Chinese patent document CN114249662A discloses a preparation method of ALC-0315, which comprises the following steps: s1, performing azeotropic dehydration on 6-halogenated hexanol, 2-hexyldecanoic acid and a water-carrying agent to perform esterification reaction to obtain 6-halogenated hexanol-2-hexyldecanoate; s2, in the presence of an acid binding agent, performing amination reaction on 6-halogenated hexanol-2-hexyldecanoate and 4-aminobutanol in a solvent to obtain ALC-0315.
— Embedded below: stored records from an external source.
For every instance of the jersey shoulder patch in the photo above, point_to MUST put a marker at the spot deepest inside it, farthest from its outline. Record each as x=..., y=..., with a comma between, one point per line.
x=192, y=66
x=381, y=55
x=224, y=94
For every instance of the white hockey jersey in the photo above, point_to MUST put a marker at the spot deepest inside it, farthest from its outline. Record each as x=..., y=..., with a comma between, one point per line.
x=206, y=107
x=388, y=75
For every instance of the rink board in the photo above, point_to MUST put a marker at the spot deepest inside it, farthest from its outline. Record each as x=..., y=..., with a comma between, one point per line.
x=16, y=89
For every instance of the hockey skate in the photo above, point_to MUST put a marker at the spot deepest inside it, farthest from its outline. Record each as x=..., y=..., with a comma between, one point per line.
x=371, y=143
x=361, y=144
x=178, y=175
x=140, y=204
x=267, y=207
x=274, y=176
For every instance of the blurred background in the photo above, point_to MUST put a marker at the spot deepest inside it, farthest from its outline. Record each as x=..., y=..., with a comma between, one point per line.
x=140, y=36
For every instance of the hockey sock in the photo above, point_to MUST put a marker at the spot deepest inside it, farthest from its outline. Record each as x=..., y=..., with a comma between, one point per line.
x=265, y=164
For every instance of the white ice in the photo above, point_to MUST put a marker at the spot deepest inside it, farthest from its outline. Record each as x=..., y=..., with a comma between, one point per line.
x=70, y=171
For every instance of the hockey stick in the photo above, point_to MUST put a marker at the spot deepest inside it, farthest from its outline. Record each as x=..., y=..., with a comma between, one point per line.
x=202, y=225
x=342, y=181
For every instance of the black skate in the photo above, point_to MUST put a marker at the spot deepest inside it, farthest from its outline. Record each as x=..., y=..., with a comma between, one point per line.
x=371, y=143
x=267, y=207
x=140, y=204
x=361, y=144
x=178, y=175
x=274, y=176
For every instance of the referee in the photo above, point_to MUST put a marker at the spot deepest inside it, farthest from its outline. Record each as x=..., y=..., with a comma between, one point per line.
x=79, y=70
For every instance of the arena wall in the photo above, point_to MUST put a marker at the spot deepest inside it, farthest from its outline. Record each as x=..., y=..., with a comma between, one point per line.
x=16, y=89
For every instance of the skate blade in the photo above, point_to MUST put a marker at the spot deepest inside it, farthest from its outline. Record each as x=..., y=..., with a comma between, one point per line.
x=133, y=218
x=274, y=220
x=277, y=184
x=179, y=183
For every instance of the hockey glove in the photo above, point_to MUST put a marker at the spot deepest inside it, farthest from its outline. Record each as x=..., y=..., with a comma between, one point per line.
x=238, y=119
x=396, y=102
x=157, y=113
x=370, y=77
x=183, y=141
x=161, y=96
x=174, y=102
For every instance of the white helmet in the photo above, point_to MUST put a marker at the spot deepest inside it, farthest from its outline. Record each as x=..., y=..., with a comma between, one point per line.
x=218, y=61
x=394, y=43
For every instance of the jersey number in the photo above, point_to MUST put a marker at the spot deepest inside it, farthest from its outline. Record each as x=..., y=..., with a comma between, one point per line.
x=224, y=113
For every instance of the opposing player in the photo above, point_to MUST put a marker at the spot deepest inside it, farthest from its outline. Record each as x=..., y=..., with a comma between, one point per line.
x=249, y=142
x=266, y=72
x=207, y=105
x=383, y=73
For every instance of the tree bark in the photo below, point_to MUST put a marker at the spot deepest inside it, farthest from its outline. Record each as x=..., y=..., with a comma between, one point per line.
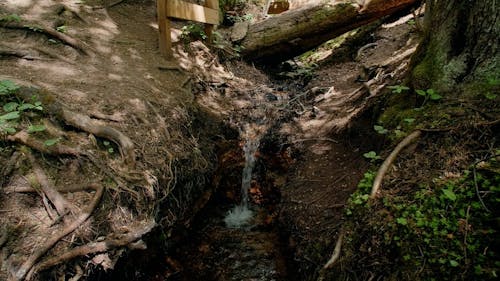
x=459, y=54
x=294, y=32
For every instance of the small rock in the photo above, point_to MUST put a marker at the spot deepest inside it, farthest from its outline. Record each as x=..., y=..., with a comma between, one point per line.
x=239, y=31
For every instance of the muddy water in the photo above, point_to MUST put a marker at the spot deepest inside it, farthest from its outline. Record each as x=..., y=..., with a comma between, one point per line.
x=217, y=252
x=236, y=240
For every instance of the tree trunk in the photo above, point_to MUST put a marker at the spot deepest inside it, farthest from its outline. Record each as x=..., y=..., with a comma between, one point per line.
x=297, y=31
x=459, y=53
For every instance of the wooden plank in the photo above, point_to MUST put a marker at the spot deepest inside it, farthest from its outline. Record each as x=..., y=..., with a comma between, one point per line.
x=189, y=11
x=209, y=28
x=165, y=41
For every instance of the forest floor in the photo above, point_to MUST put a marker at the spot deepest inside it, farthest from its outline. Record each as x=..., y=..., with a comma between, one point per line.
x=180, y=127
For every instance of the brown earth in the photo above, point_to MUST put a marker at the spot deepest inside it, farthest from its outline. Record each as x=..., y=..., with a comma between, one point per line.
x=179, y=116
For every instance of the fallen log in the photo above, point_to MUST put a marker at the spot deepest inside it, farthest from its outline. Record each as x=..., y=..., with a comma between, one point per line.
x=294, y=32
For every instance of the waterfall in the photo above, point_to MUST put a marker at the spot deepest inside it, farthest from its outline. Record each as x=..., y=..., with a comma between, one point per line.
x=241, y=214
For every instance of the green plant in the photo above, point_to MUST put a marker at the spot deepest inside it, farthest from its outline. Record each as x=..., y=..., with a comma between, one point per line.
x=428, y=94
x=398, y=89
x=108, y=147
x=372, y=155
x=380, y=129
x=446, y=229
x=193, y=31
x=62, y=28
x=13, y=109
x=361, y=195
x=10, y=18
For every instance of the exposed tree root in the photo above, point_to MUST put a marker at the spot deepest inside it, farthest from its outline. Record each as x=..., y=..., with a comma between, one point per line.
x=18, y=54
x=85, y=123
x=96, y=247
x=8, y=167
x=57, y=149
x=62, y=189
x=389, y=160
x=62, y=206
x=67, y=40
x=334, y=258
x=52, y=240
x=77, y=120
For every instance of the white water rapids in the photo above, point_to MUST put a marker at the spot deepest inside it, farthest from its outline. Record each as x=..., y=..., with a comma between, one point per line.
x=241, y=214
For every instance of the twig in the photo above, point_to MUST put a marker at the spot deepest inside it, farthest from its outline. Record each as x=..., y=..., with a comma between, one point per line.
x=68, y=40
x=389, y=160
x=96, y=247
x=336, y=252
x=474, y=173
x=64, y=189
x=52, y=240
x=82, y=122
x=57, y=149
x=62, y=206
x=19, y=54
x=311, y=139
x=108, y=5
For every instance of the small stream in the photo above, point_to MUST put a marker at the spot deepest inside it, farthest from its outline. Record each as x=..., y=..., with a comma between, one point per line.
x=241, y=214
x=235, y=241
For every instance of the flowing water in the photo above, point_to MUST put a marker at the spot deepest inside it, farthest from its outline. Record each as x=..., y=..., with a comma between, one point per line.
x=241, y=214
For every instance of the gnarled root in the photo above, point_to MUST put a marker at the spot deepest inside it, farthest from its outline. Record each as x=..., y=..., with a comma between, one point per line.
x=52, y=240
x=68, y=40
x=85, y=123
x=77, y=120
x=96, y=247
x=60, y=203
x=389, y=160
x=57, y=149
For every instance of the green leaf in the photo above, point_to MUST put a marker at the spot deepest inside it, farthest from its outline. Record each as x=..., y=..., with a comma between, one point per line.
x=11, y=17
x=402, y=221
x=10, y=130
x=7, y=87
x=398, y=89
x=450, y=194
x=62, y=28
x=50, y=142
x=36, y=128
x=490, y=96
x=10, y=116
x=421, y=93
x=379, y=129
x=11, y=106
x=433, y=95
x=371, y=155
x=25, y=106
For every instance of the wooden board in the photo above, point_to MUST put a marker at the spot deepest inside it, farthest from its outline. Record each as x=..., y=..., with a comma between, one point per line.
x=188, y=11
x=165, y=41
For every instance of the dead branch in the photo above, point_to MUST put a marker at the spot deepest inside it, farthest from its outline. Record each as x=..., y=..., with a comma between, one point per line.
x=8, y=167
x=89, y=125
x=66, y=39
x=80, y=121
x=57, y=149
x=62, y=189
x=389, y=160
x=96, y=247
x=52, y=240
x=336, y=252
x=18, y=54
x=62, y=206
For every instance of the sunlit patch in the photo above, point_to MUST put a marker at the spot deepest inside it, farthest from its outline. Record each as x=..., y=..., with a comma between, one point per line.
x=239, y=216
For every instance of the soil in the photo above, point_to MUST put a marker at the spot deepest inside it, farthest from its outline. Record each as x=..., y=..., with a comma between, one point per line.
x=183, y=118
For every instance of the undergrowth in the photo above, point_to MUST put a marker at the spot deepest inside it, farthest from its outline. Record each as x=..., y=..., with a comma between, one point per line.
x=443, y=229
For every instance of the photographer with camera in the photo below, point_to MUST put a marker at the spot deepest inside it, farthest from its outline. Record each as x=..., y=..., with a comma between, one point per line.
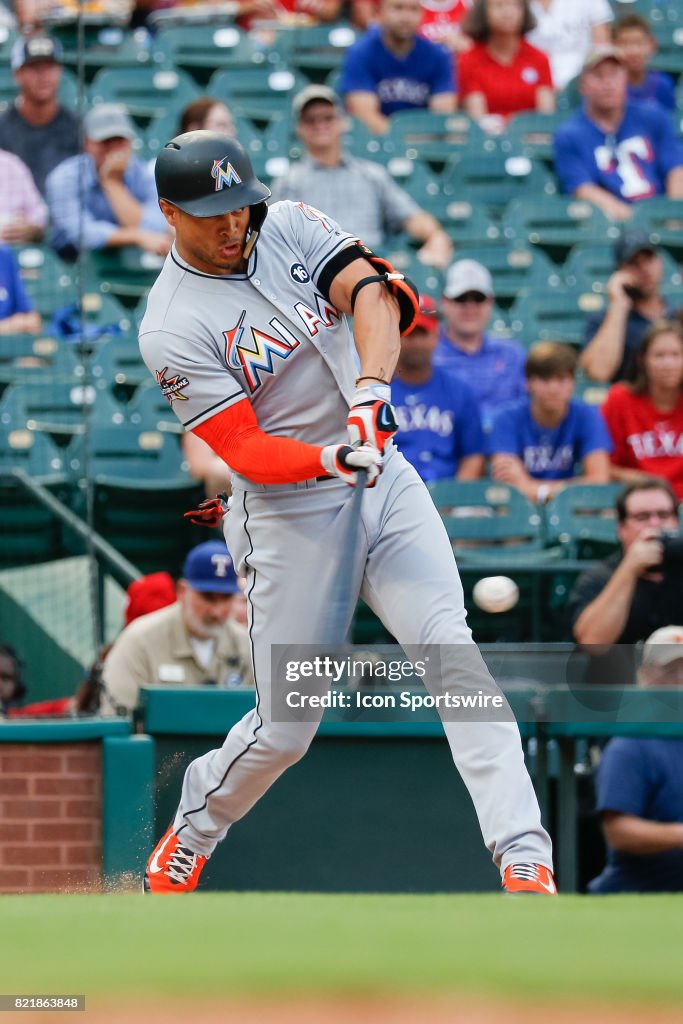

2-hexyldecanoic acid is an important raw material for producing ALC-0315, and no report specific to detection of 2-hexyldecanoic acid is found.
Disclosure of Invention
In order to overcome the defects of the prior art, the invention provides a detection method of 2-hexyldecanoic acid and application thereof.
In a first aspect of the present invention, a method for detecting 2-hexyldecanoic acid is provided, which comprises the step of detecting a sample to be detected by a high performance liquid chromatography-electrospray detector (HPLC-CAD).
In particular, the stationary phase of HPLC-CAD is octadecyl bonded silica, such as the ACQUITY UPLC BEH series.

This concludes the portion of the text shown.